PubMed | Asahikawa University, University of Chicago and Tsumura Research Laboratories Tsumura & Co.
Type: Journal Article | Journal: Pharmacology research & perspectives | Year: 2016
Many pharmaceutical agents not only require microbial metabolism for increased bioavailability and bioactivity, but also have direct effects on gut microbial assemblage and function. We examined the possibility that these actions are not mutually exclusive and may be mutually reinforcing in ways that enhance long-term of these agents.

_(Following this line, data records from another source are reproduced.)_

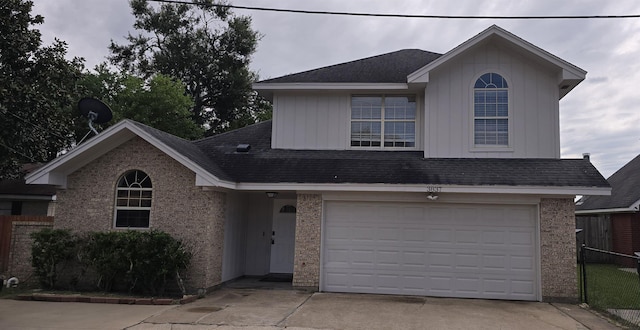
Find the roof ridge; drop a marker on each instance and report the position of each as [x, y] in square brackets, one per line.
[360, 60]
[231, 131]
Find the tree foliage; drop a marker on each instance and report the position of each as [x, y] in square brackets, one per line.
[158, 101]
[212, 59]
[37, 91]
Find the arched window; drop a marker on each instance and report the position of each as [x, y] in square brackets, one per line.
[133, 200]
[491, 111]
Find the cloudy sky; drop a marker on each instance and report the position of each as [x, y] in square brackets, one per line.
[600, 116]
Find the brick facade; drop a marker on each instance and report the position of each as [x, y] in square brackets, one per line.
[558, 250]
[20, 251]
[178, 207]
[306, 266]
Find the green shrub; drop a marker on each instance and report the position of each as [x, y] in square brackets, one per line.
[108, 253]
[158, 258]
[142, 260]
[50, 251]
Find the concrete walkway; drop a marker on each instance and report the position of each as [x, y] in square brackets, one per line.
[247, 309]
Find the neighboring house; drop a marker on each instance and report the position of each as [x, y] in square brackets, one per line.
[19, 198]
[22, 206]
[406, 173]
[614, 219]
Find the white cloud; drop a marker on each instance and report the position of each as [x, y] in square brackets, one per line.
[599, 116]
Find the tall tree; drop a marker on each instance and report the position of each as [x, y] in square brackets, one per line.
[212, 59]
[159, 101]
[37, 91]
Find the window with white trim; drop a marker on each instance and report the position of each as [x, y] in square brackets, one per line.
[133, 200]
[383, 121]
[491, 111]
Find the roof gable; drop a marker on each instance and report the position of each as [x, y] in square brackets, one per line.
[392, 67]
[569, 75]
[216, 163]
[183, 151]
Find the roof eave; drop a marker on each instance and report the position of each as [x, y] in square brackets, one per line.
[571, 75]
[604, 211]
[328, 86]
[56, 171]
[386, 187]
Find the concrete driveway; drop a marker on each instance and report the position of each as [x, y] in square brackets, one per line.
[277, 309]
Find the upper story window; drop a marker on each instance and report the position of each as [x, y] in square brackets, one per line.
[491, 111]
[133, 200]
[383, 121]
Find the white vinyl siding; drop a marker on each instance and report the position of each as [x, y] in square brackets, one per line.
[322, 120]
[533, 106]
[448, 250]
[311, 121]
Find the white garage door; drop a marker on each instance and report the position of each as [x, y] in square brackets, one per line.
[435, 249]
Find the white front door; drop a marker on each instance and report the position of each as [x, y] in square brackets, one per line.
[283, 236]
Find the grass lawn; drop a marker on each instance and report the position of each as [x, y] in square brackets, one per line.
[610, 287]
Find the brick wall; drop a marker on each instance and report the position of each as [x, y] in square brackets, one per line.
[306, 267]
[20, 251]
[558, 250]
[178, 207]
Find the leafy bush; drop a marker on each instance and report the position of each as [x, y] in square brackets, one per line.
[142, 260]
[50, 251]
[108, 253]
[158, 258]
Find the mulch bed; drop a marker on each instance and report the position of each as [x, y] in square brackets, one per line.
[104, 300]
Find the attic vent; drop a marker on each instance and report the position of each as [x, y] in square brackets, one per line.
[243, 147]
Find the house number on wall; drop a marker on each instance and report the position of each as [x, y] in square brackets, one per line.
[434, 188]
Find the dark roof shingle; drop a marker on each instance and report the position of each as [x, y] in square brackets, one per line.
[625, 190]
[265, 165]
[386, 68]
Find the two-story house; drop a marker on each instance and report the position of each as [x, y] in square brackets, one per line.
[405, 173]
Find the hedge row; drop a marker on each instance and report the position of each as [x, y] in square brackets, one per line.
[140, 261]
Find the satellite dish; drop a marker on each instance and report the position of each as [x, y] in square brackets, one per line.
[96, 111]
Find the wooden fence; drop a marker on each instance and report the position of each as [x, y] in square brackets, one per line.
[596, 233]
[6, 225]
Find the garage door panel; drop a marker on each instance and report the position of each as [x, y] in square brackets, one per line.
[404, 248]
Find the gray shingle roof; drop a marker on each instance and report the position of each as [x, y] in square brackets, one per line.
[625, 189]
[386, 68]
[187, 149]
[265, 165]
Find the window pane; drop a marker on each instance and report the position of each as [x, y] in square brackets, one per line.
[366, 107]
[400, 107]
[491, 131]
[132, 218]
[365, 133]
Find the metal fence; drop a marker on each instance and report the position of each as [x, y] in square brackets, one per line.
[612, 287]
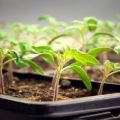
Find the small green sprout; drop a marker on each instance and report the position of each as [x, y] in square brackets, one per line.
[109, 69]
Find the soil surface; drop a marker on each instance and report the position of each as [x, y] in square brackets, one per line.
[40, 90]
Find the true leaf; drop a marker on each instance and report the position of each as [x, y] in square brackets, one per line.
[96, 51]
[83, 75]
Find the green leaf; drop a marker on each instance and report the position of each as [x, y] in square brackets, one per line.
[83, 75]
[50, 19]
[91, 23]
[96, 51]
[110, 66]
[117, 49]
[21, 63]
[57, 37]
[48, 58]
[42, 49]
[85, 59]
[24, 47]
[34, 66]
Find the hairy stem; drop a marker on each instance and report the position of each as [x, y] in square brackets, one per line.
[101, 85]
[10, 74]
[1, 78]
[55, 83]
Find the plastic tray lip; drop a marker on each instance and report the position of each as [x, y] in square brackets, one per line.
[62, 102]
[60, 108]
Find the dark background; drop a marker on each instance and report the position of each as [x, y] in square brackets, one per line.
[28, 10]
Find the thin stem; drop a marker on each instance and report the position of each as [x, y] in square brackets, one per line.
[101, 85]
[56, 85]
[112, 73]
[6, 62]
[10, 74]
[1, 78]
[55, 82]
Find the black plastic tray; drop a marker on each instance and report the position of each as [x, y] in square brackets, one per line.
[22, 109]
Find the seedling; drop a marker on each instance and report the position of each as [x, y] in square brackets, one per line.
[61, 63]
[10, 56]
[109, 69]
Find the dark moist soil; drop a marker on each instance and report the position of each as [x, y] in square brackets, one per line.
[38, 90]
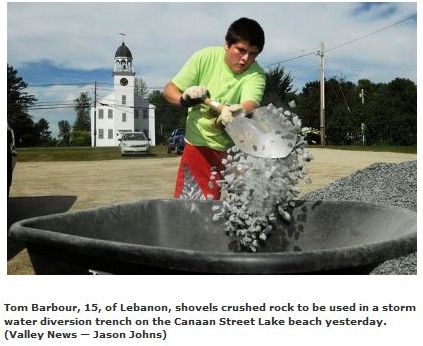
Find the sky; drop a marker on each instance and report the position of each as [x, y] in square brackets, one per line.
[61, 49]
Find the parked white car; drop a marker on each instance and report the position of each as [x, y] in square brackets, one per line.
[134, 143]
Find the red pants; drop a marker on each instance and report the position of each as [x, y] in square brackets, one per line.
[193, 180]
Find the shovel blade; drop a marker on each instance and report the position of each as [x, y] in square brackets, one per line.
[263, 134]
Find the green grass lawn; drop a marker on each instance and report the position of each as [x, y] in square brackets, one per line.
[83, 154]
[113, 153]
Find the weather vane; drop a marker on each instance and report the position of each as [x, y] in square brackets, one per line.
[123, 37]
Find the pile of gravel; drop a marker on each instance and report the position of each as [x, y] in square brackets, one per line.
[384, 184]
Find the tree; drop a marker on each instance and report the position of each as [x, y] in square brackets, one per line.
[82, 106]
[42, 132]
[64, 132]
[82, 127]
[18, 102]
[141, 88]
[278, 89]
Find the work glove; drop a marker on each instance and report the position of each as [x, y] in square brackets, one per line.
[193, 96]
[228, 113]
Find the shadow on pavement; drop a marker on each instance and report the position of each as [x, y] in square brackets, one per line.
[20, 208]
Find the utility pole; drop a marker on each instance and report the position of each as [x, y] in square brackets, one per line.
[321, 53]
[95, 114]
[362, 96]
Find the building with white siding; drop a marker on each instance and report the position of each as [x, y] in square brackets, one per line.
[122, 110]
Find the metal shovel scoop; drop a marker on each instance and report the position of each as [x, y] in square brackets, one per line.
[263, 133]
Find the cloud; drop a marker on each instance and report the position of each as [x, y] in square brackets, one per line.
[78, 40]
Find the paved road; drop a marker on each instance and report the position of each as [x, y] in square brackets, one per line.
[41, 188]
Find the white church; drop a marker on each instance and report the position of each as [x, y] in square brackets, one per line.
[122, 110]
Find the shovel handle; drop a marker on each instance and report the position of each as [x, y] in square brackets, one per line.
[217, 106]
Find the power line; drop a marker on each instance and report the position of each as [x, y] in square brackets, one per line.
[345, 43]
[372, 33]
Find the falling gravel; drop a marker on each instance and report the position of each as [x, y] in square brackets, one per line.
[385, 184]
[257, 191]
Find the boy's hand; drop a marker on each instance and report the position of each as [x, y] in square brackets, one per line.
[193, 96]
[228, 113]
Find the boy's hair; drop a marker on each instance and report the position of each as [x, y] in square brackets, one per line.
[245, 29]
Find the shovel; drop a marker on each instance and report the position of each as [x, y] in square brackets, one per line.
[262, 133]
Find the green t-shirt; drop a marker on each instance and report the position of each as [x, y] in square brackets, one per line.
[208, 68]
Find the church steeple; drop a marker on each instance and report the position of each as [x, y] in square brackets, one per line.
[123, 60]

Daikenchuto, TU-100, is a traditional Japanese medicine containing ginseng. Conversion of the ginsenoside Rb1 (Rb1) to bioactive compound K (CK) requires bacterial metabolism. Diet-incorporated TU-100 was administered to mice over a period of several weeks. T-RFLP and 454 pyrosequencing were performed to analyze the time-dependent effects on fecal microbial membership. Fecal microbial capacity to metabolize Rb1 to CK was measured by adding TU-100 or ginseng to stool samples to assess the generation of bioactive metabolites. Levels of metabolized TU-100 components in plasma and in stool samples were measured by LC-MS/MS. Cecal and stool short-chain fatty acids were measured by GC-MS. Dietary administration of TU-100 for 28days altered the gut microbiota, increasing several bacteria genera including members of Clostridia and Lactococcus lactis. Progressive capacity of microbiota to convert Rb1 to CK was observed over the 28days administration of dietary TU-100. Concomitantly with these changes, increases in all SCFA were observed in cecal contents and in acetate and butyrate content of the stool. Chronic consumption of dietary TU-100 promotes changes in gut microbiota enhancing metabolic capacity of TU-100 and increased bioavailability. We believe these findings have broad implications in optimizing the efficacy of natural compounds that depend on microbial bioconversion in general.